Hallöchen was brauche ich um z.B. von einem Kollegen aus übers Internet auf meinen Rechner zugreifen zu können? Und kann ich von ihm aus dann auch Dateien runter bzw draufladen?

MfG
Marcel


----------



## Sinac (25. November 2004)

Vielleicht solltest du dir vorher Gedanken drüber machen wie man die Sucfunktion hier im Forum benutzt? Und falls das nicht klappt könntest du zumindest verraten welches OS du dafür nutzen willst   

Aber probier lieber die Suche, Stichworte: SSH, VNC, RemoteDesktop, RDP, Telnet, PCAnywhere . . .

Greetz...
Sinac


----------



## Filone (25. November 2004)

Oder, so abwegig das klingen mag, RATs (also Remote Administration Tools, besser bekannt als Trojaner).

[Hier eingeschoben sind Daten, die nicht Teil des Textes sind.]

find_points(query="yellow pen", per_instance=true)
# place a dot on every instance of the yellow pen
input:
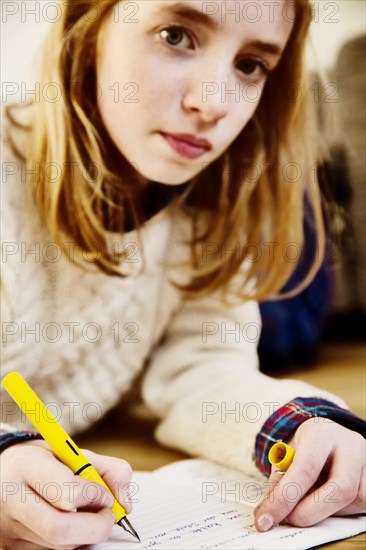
(59, 441)
(281, 456)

Damit lassen sich Rechner auch fernsteuern.


----------



## KristophS (25. November 2004)

RAT's sind keine Trojaner und die von Sinac aufgezählten Produkte sind auch Remote Administration Tools..


----------



## MCIglo (25. November 2004)

Zwischen RAT's und RAT's ist n großer Unterschied


----------



## morph-x (26. November 2004)

Also das es mit Trojanern möglich ist, das ist mir schon klar. Habe selbst vor zich Jahren mal mit BO2K gearbeitet. Aber ich will ja nicht meinen eigenen Rechner mit nem Backdoor Proggi verseuchen! Auch wenn ich es wieder entfernen könnte.
Ich werde mich mal mit den anderen Proggis vertraut machen.
Danke euch.

MfG
Marcel


----------



## Dommas (26. November 2004)

Schau mal in der Microsoft Knowledge Base nach oder wenn du Windows XP benutzt in der Windows Hilfe. Dein Kollege kann dich zu einer Fernwartung einladen (Schau mal unter Start / Hilfe und Support, dann rechts oben "Support erhalten" -> jemanden einladen). Akzeptiert der "Supporter" die Einladung kann er, nachdem der Einlader akzeptiert hat, auf den PC des Einladers zugreifen. Es gibt eine integrierte Chatfunktion, Files können auch transferiert werden. Schau dir das Ganze mal an, es funktioniert prima.

MfG Dommas

EDIT: Ich hab meine alte Anleitung die ich verwendet habe wieder gefunden...
Anleitung zu Remoteunterstützung (Fernzugriff)


----------



## morph-x (26. November 2004)

Hallöchen, erstmal besten dank. Das war doch mal eine gute Antwort!
Werde es gleich mal ausprobieren.

MfG
Marcel


----------